Aos poucos, esse diário vai revelando detalhes íntimos de Levrero e de sua situação mental ligada ao casamento rompido, à nova relação estabelecida, ao desejo proibido por outra pessoa. Somam-se, a isso, as lembranças das visitas, da leitura, do computador e dos sonhos que ele, como se estivesse em uma terapia, narra, detalhadamente, ao leitor. A importância desses sonhos? Em sua procura por interpretá-los, o narrador descobre que as dificuldades que acontecem no plano psicológico estão estritamente ligadas às dificuldades que enfrenta na vida real, advindo dai o bloqueio para terminar seu livro, por exemplo. Mas, segundo a crítica, dois momentos são “luminosos” para que o narrador consiga vencer tais obstáculos. Um em que ele descreve um cachorro farejando um arbusto, outro em que ele observa o embate entre uma aranha e uma vespa. Ambos o hipnotizam. Em suas palavras, “esses são momentos que revelam a ele o tecido com que o mundo é feito, a maneira incomum e doida com que a vida funciona”.
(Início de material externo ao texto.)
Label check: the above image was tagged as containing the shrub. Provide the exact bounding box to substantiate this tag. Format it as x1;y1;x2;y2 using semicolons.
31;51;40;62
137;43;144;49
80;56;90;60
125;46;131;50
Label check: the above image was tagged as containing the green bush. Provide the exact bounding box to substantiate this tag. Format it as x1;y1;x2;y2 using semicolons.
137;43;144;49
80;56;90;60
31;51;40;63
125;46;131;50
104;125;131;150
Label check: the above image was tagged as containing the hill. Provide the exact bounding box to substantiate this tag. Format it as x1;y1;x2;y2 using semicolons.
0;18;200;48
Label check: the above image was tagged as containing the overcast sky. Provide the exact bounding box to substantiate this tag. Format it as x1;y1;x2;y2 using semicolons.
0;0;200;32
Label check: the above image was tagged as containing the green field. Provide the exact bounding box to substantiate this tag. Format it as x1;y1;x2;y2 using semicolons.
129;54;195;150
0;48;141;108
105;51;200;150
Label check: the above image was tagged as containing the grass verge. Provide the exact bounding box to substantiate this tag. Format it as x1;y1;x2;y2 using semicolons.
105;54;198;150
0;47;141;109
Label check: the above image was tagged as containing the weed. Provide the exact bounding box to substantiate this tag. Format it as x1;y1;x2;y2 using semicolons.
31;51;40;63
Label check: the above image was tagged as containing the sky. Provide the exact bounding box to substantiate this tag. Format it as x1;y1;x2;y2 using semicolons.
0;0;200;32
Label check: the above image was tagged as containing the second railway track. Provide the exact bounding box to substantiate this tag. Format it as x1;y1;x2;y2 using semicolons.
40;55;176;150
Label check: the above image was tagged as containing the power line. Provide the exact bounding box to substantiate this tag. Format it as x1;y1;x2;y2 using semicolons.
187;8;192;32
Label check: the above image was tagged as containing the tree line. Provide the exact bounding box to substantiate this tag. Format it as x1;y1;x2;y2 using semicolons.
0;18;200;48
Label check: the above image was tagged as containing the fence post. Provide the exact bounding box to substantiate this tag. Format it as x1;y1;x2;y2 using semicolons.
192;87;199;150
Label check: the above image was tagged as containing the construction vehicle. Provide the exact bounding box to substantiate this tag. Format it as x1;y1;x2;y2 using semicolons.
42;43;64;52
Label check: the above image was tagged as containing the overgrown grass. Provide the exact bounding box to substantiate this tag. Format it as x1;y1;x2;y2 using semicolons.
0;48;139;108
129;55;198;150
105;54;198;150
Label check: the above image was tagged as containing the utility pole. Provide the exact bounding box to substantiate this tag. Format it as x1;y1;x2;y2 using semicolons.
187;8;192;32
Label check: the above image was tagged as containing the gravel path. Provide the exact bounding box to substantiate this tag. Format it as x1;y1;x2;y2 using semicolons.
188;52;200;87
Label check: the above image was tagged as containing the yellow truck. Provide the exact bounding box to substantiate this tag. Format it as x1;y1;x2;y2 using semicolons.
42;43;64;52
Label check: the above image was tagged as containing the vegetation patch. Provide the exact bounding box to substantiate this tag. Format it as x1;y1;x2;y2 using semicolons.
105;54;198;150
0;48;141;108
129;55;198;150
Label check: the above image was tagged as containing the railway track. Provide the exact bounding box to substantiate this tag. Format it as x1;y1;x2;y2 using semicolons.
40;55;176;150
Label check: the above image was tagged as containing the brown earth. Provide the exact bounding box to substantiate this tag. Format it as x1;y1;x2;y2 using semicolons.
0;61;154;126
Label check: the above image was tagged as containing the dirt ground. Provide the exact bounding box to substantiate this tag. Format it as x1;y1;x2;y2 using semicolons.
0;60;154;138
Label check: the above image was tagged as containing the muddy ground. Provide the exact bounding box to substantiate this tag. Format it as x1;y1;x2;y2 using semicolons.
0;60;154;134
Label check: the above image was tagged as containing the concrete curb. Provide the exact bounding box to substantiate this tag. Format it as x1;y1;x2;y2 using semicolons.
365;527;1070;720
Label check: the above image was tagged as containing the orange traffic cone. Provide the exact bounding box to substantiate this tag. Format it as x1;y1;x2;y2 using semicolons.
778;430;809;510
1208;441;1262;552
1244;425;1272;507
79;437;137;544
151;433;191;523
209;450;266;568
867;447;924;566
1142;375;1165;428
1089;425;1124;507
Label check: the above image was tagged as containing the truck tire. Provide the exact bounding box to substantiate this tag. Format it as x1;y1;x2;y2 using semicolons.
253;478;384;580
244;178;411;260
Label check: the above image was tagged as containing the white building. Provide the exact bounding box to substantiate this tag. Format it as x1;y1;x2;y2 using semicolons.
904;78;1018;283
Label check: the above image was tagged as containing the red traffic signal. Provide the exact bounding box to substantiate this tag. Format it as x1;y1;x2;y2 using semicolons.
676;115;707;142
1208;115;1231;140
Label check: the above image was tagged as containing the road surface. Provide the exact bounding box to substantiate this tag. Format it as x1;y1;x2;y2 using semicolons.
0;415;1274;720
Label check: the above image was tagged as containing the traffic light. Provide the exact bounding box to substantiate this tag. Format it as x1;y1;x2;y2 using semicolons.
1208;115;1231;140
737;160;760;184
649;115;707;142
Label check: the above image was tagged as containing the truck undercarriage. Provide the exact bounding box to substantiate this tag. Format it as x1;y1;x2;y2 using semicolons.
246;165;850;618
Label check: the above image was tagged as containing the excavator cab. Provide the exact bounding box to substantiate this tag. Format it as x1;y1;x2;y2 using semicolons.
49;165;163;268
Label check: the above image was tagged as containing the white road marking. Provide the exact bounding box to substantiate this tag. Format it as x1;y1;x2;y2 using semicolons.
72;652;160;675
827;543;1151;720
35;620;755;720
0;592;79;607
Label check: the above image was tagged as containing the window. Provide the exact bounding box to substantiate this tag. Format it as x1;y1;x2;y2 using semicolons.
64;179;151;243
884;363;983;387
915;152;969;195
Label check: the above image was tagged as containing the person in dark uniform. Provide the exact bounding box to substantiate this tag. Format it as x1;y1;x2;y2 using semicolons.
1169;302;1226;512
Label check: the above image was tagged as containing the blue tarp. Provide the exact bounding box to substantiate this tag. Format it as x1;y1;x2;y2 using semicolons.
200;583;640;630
Nas palavras de estudiosos de sua obra, “Comparando com o que é padrão na vida das pessoas, se dedicar à literatura é uma coisa incomum e doida. É essa visão romantizada de que escrever é árduo, de que há algo mágico por trás da escrita, de que o escritor é um ser atormentado pelos seus pensamentos e por aquilo que quer, mas não consegue, colocar no papel. Eu fico entre concordar com essa visão e discordar. Concordar porque realmente considero a escrita algo exaustivo, que eu nunca seria capaz de fazer. Discordar porque, como qualquer outra profissão, escrever é só mais uma das tarefas com que uma pessoa pode ocupar sua vida. Mais ingrata, talvez, mas ainda assim, só mais um trabalho, e o escritor não é um ser mais mágico e iluminado do que um contador. Mas viver no campo da magia, se enxergar como algo especial, como alguém que vê além e faz parte de algo exclusivo, um clube com pouquíssimos membros, faz parte da personalidade do artista. Levrero não é diferente (…) o que há de mais “luminoso” e interessante no livro são os próprios diários, as divagações de Levrero sobre a vida comum, sua observação dos pombos Kardashian. São os momentos em que a vida não cabe dentro da própria realidade, e Levrero acredita que há algo a mais, que se esconde em outras dimensões e que raramente se revelam no nosso mundo. Coisas difíceis de caber na própria escrita”.